Open fataltes opened 7 years ago
Thank you so much for using deBGA. I am so sorry for my late reply and I was quite busy recently. I run the deBGA index -k 27 for GRch37 reference .fa file and I got the actual size of index is about 34G and the size (in Bytes) of each index file is in the followings: 2544 N.sta 773924008 ref.seq 409 unipath.chr 2147483656 unipath_g.hash 9873706980 unipath_g.kmer 19747413960 unipath_g.offset 2784571712 unipath.pos 327482472 unipath.posp 883187712 unipath.seqb 327482472 unipath.seqfb 80 unipath.size
The index size for GRch37 with k = 22 should be around 40GB since there always more positions info offset info to store for one uni-path for a shorter k-mer.

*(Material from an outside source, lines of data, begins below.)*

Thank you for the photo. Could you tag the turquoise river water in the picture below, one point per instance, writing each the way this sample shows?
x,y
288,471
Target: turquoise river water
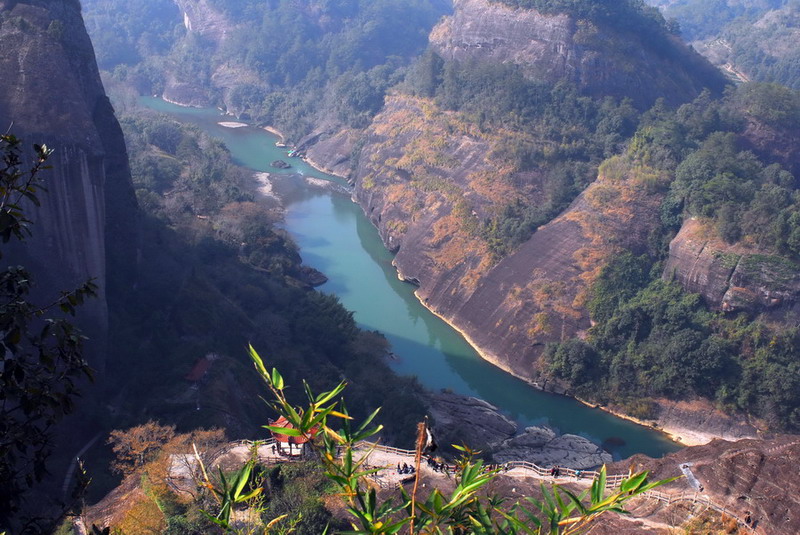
x,y
336,238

Also the index size should not be quite different between the k-mer length within the range of 20 - 28. It should be noted that the actual memory usage during alignment is often more than the index size since deBGA needs some auxiliary variables to execute the alignment.
deBGA builds index for the reference only in one direction but not to build it for its reverse complementary strain. During the process of alignment, deBGA does the alignment for each pair-end read in forward direction and in reverse complementary direction, hence there should be four times alignment for every two pair-end reads.
deBGA won't support the single-end read mapping anymore, such as the 454
Hope it can help you.
Best,
Hongzhe
Thanks for your reply,
I understand your point about the difference in index size for k=22 and k=27, however, still I'm not able to regenerate the same index with the same size that you say. That'll be great if you could please link me to the data set you are using and also give me the exact commands you run so that I can regenerate your test?
Also, as you mentioned there are four alignment sections in the code that I put prints in all four sections and still total number of seeds that are found is half of total number of actual seeds. As I said before, we use reads that we know fully map to the reference and hence expect any selected seed (kmer) out of it to be found. But still half of the seeds are not found. The only thing I did is that I added one additional line of code in each of the four sections to increment number of found seeds if the seed is found.
So do you have any idea what could go wrong or is it possible for you to give us a version of the code that actually counts total number of found and not-found seeds in the read set?
Thank you, Fatemeh
Hi Hongzhe,
I tried to run your tool on a standard reference human genome data set (GRch37).
This is the command I used to run indexing process:
./deBGA index -k 27 GRch37.fa <index directory>
First of all, size of the index files we have at the end, is almost half of what you reported for k=22, while we expect it to be even bigger for k=27.
And this is the one I used to validate:
./deBGA aln -k 27 -l 2048 <index directory> trimmed_GRch37_genomes.fq <output sam file>
I queried for all the reads containing just valid continuous kmers from the reference and expected to find all of them, but instead I could almost find half of the seeds (I put a print for all found and not found seeds in seed_ali_core.c). Also, the resulting alignment output didn't contain alignments for all reads.So based on the index size and the result I get, my interpretation is that the deBGA stores half of the kmers in indexing.
I've compiled the code with the default parameters and didn't add any options.
I wonder if I interpreted the indexing data structure wrong and you probably don't keep exact offsets or presence condition for all kmers or if I'm missing any configuration. So first of all, could you refer me to the data set that you bench marked your results on (There was no google drive link in the readMe file) and also let me know if I need to compile or run the code with a specific set of options.